Dr. Daniel Boehne
Dr. Daniel Boehne helped brighten smiles while on a humanitarian dental mission in Indonesia with the Sumba Foundation. T. Van Mourick

Dentists have all kinds of ways to relax their patients, from music to medication, but UC Irvine alumnus Dr. Daniel J. Boehne ’99 has a different tactic: He gets their minds on surfing.

Boehne not only makes crowns, he makes surfboards. His parents, Steve and Barrie, are world-champion tandem surfers, and his family has manufactured surfboards for decades under the Infinity Surfboards label. So when surfers find out their dentist is that Boehne (pronounced BAY’-knee), they chill.

Boehne graduated from UCLA’s School of Dentistry in 2004 and is now a resident endodontist, specializing in root canals, at the VA Long Beach Medical Center. He also practices dentistry in San Juan Capistrano and San Clemente. In 2005, he visited the island of Sumba, Indonesia – a popular surf destination – to volunteer at a dental clinic run by the Sumba Foundation.

“There’d be a long line of islanders waiting outside the clinic – most of whom had never seen a Westerner, let alone a dentist,” Boehne says. “They’d come in, set their swords down and point to a tooth. They needed a lot of dental care, but there were so many we could only extract the worst offenders.”

He plans to return to Mexico with the Flying Samaritans and to Sumba, this time equipped to save infected teeth with root canal therapy. Boehne earned UCI’s 2009 Lauds & Laurels Distinguished Alumnus Award for helping others.
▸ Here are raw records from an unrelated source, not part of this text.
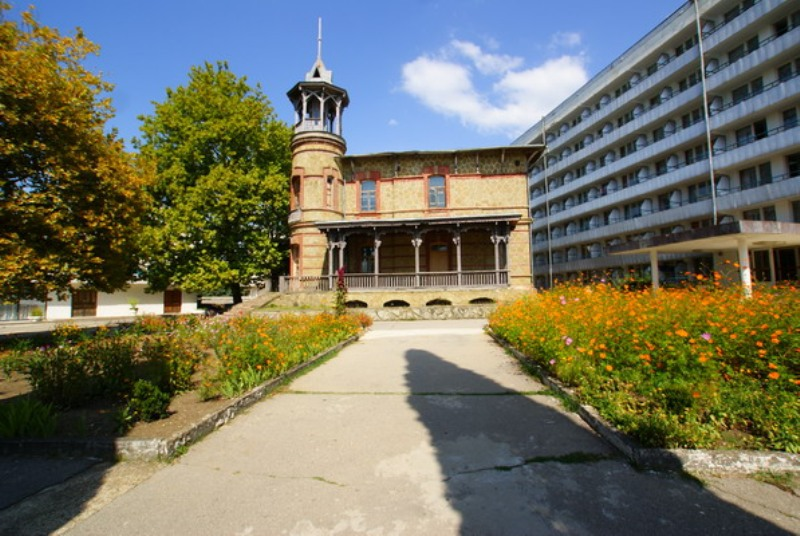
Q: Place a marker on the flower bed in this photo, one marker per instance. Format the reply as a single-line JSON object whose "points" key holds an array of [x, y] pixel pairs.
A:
{"points": [[133, 374], [697, 367]]}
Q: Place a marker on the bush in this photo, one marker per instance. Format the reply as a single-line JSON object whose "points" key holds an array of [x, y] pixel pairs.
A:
{"points": [[69, 376], [146, 403], [27, 417]]}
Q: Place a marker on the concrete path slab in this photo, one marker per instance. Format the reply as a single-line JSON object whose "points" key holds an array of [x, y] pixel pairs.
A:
{"points": [[419, 428]]}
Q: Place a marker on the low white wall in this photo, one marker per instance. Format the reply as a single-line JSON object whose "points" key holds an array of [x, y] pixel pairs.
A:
{"points": [[119, 304]]}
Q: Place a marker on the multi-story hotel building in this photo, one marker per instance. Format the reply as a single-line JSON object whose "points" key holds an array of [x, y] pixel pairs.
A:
{"points": [[631, 155]]}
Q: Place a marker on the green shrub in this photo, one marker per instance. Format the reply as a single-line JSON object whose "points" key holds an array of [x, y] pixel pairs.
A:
{"points": [[27, 417], [146, 403], [71, 375]]}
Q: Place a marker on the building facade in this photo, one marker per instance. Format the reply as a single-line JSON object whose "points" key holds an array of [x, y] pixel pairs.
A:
{"points": [[401, 221], [632, 156]]}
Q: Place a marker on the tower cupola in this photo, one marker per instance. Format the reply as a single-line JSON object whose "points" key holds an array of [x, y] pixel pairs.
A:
{"points": [[318, 103]]}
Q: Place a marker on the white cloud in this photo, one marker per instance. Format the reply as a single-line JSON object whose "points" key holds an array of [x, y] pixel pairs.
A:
{"points": [[565, 40], [515, 98]]}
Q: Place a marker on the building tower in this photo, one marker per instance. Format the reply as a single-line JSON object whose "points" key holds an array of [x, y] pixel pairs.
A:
{"points": [[317, 185]]}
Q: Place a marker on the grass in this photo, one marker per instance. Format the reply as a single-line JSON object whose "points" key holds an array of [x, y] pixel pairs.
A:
{"points": [[695, 367]]}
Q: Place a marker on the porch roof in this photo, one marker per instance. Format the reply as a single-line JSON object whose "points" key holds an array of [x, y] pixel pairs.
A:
{"points": [[441, 221]]}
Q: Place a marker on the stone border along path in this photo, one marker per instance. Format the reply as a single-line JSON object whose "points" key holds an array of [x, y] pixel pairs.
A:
{"points": [[700, 460]]}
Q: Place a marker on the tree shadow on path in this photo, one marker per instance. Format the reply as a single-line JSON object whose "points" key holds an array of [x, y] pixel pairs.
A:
{"points": [[515, 464]]}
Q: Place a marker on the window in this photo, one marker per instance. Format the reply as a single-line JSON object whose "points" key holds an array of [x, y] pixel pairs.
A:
{"points": [[633, 210], [696, 154], [785, 72], [790, 118], [368, 197], [436, 192], [628, 148], [760, 129], [755, 176], [688, 44], [367, 260], [748, 178], [736, 53], [760, 214], [793, 164], [753, 215], [695, 116], [740, 93], [329, 192], [699, 192], [295, 192], [663, 202]]}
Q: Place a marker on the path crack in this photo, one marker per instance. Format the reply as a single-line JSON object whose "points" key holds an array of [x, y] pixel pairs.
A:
{"points": [[571, 458]]}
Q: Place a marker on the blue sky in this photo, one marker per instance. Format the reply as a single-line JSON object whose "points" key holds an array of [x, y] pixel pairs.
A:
{"points": [[421, 74]]}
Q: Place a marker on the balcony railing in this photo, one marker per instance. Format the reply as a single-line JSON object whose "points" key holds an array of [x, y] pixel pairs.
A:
{"points": [[399, 281]]}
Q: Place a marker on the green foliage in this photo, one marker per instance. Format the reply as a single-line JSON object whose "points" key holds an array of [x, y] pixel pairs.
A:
{"points": [[252, 350], [146, 403], [71, 375], [222, 163], [26, 417], [340, 302], [71, 199], [693, 367]]}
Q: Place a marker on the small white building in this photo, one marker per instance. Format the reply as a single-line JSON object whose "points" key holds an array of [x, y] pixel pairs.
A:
{"points": [[135, 300]]}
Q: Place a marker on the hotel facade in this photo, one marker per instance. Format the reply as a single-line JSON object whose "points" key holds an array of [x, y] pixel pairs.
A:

Through it all, he never stopped surfing; he even competed twice in the Teahupoo trials in Tahiti, considered the toughest test on pro surfing’s World Championship Tour.

“Dan’s surfing keeps him focused on his real ride – a better ride – of serving others with a kindness and humility that’s contagious,” wrote Chris Mauro, global editor of Surfer, in his Lauds & Laurels nomination letter. “He’s the best kind of leader and … one of the best surfers I know.”

Boehne still makes boards, working weekends and nights at his parents’ factory in San Clemente.

“Hand-shaping surfboards is a dying art,” he says. “I’m grateful that my father passed it on to me. It will always be part of my life.”